CAVE OF FORGOTTEN DREAMS

directed by Werner Herzog

Herzog brings his unmistakable documentary voice to the Chauvet caves, which house the oldest known cave art in the world, but which the French government closed off from general public access since they were first discovered in 1994. Herzog shows characteristic fascination with eccentric obsessives who march to their own drum - here the various artists and scientists who were allowed to study the caves - but wisely focuses most of his attention on the cave art itself, which is sublime. Some points subtracted for too much handheld camera in the early sequences (though that may have been due to the limitations on the type of equipment Herzog's crew were allowed to bring in) and an overly intrusive, though often quite beautiful, score towards the end. Overall, not quite as mesmerizing as Herzog's last docu, "Encounters at the End of the World" (see it!), but overall a rewarding experience, and one of the rare films worth seeing in 3D.

GRADE: B+


MIDNIGHT IN PARIS

directed by Woody Allen
starring Owen Wilson, Rachel McAdams, Marion Cotillard, Michael Sheen, with brief appearances by Kathy Bates, Allison Pill, Tom Hiddleston, Adrien Brody, Carla Bruni, and probably others I'm forgetting

Fluff, but enjoyable fluff, with all of Woody's best and worst qualities amply on display.

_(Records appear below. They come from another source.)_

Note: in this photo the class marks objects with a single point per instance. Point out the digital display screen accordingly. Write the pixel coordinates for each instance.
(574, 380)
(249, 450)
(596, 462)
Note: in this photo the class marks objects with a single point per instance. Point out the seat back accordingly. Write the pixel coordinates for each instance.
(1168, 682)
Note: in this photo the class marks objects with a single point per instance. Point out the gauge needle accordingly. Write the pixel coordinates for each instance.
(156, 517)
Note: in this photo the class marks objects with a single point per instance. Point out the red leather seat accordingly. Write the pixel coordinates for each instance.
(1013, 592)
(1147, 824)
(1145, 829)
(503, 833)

The good: his trademark wit; his palpable affection for the beauty of the city (here, the "City of Light" in lieu of Manhattan - or Barcelona), balanced by a wry self-awareness of the limits of his rose-colored, nostalgia-tinted lenses; Owen Wilson, as the backwards-looking writer who finds himself shuttling between present day Paris and the Left Bank culture of the 1920s, and a surprisingly amiable stand-in for the Woody character - even if I kept hearing in my own head an echo of every other line as it would have been delivered by the Woodster. The bad: just about every character other than Owen Wilson's is a caricature, and per usual with late Woody, every female character either a harpy or a goddess (except for Kathy Bates' Gertrude Stein, who, well, enough said, and I mean that as a compliment). Still, it's hard to carp at a film that's quite clearly not meant for such scrutiny. It's a romp and a diversion, and succeeds on those terms.

GRADE: B


THOR

directed by Kenneth Branagh
starring Chris Hemsworth, Anthony Hopkins, Natalie Portman, Stellan Skarsgaard, Kat Dennings, Tom Hiddleston, Idris Elba

Big, kinda dumb, but rather likable, if also rather forgettable. Australian newcomer Chris Hemsworth, as the rash and impetuous thunder-god who's stripped of his powers and cast down to Earth to learn humility, has charisma to burn, and plays the fish-out-of-water quite entertainingly. As a result, those scenes are the most fun; the celestial showdowns are clunkier, although Tom Hiddleston (who can also be seen as F. Scott Fitzgerald in Woody Allen's "Midnight in Paris," see above), as Thor's more complex, devious, power-hungry brother Loki, makes them a lot more interesting and nearly steals the movie. Hemsworth is the star, and an appealing one, but Hiddleston is the one to watch.